Александр Заполь: А я вспоминаю границу, которой нет сейчас, которая появилась в какой-то момент между Эстонией и Латвией. Когда она появилась, это был такой очень странный момент. Я ехал то ли из Латвии в Эстонию, то ли из Эстонии в Латвию в ночном поезде, и все так вот сидели, таможня, никто не спит, глубокая ночь, все ждут. Спал один человек. Пришел таможенник, прошел по вагону, разбудил этого человека и попросил показать, что под ним лежит, под полкой. Собственно, потом эта граница исчезла, но просто граница в таком смысле, безусловно, что-то, что вряд ли кто-то из нас любит. Конечно, в проекции в будущее мы представляем себе нечто такое крупное и безграничное, без границ.
Андрей Хаданович: Здесь могу вдогонку Саше озвучить свое воспоминание латвийское. Вроде как страны Балтии вошли равноправными членами в ЕС, но все равно есть страны равнее. Я никогда не сталкивался с проверкой паспортов между Францией и Германией, между Германией и Польшей, а вот ехал несколько раз автобусом в Вентспилс на писательскую стипендию, из Литвы в Латвию, – и появлялись какие-то полицейские машины, и всегда выборочно проверяли автобусы. Вроде ты уже внутри Евросоюза, где границы нет, но на всякий случай полицейские как-то паспорта у пассажиров проверяют. Может быть, это уже исчезло, слава Богу...
Александр Заполь: Нет, этот момент появляется периодически.
Витас Декшнис: Там, по-моему, и с собаками любят пройтись на латышской границе по автобусу.
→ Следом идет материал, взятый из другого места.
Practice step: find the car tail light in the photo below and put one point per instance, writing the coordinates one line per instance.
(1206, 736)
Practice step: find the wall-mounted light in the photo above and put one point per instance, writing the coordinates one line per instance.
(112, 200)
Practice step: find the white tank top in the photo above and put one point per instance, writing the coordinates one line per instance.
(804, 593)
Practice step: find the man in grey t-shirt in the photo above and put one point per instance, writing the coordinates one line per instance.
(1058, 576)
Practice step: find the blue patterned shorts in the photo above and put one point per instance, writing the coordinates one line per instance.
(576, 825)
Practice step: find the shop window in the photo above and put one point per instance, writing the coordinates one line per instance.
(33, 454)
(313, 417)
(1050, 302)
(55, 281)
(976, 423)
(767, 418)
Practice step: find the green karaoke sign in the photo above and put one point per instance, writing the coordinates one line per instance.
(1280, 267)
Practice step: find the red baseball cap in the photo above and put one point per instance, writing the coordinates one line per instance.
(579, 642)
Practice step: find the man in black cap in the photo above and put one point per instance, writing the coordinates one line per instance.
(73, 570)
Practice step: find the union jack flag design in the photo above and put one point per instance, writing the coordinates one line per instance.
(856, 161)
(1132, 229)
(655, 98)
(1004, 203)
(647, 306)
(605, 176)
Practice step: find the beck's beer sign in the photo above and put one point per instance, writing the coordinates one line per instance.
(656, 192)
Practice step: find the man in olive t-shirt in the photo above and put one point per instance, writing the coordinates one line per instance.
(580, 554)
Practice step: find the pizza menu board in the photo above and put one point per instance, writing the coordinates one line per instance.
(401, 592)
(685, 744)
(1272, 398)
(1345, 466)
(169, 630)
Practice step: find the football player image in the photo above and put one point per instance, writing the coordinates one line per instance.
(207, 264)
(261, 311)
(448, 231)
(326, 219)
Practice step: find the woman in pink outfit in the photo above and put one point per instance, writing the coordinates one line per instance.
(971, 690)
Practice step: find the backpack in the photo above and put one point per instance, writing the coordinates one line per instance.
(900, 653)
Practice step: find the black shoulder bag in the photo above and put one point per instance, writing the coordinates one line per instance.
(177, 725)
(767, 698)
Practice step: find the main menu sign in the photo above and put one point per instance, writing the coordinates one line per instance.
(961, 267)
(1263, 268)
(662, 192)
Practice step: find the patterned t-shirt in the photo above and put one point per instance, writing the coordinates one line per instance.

Марьяна Кияновская: Я, на самом деле, о границах всегда много думаю. Когда-то моим сложным внутренним открытием, что такое граница, было то, что я в очередной раз прочитала Аристотеля, его определение места вещи. У него такой интересный момент, он определяет, что есть место вещи, но если это корабль и река, то место корабля есть река, а не точка, в которой он находится. И я тогда подумала, что если это относится к месту, то это же относится и к границе этого места. То есть можно себе представить границу, не просто которая передвигается, которая меняется, которая является этой рекой, которая очерчивает границы места самого корабля. В принципе, если говорить о таком метафизическом моем понимании, что такое граница, то это ближе всего к тому, что я чувствую и как я думаю. Но есть еще один важный момент. Для меня граница – это то, что начинается внутри человека, а не паспорт, контроль, другая страна. Я какие-то вещи для себя определяю тем, что всегда изменение внешних границ связано с изменением границ внутренних. Граница счастья, граница боли, граница страха, граница страха смерти... Я это очень сильно почувствовала вот сейчас, в связи с событиями в Украине, потому что такое впечатление, что у нас у всех, и у поляков, наверное, и у русских, и у литовцев, и у белорусов, и у нас в связи с событиями после Майдана, границы, к которым мы привыкли, наших эмоций, наших чувств, они стали подвижными. До определенного момента мы все как бы больше знали себя, а сейчас мы себя знаем меньше. Я уже не знаю, где у меня граница боли, граница страха...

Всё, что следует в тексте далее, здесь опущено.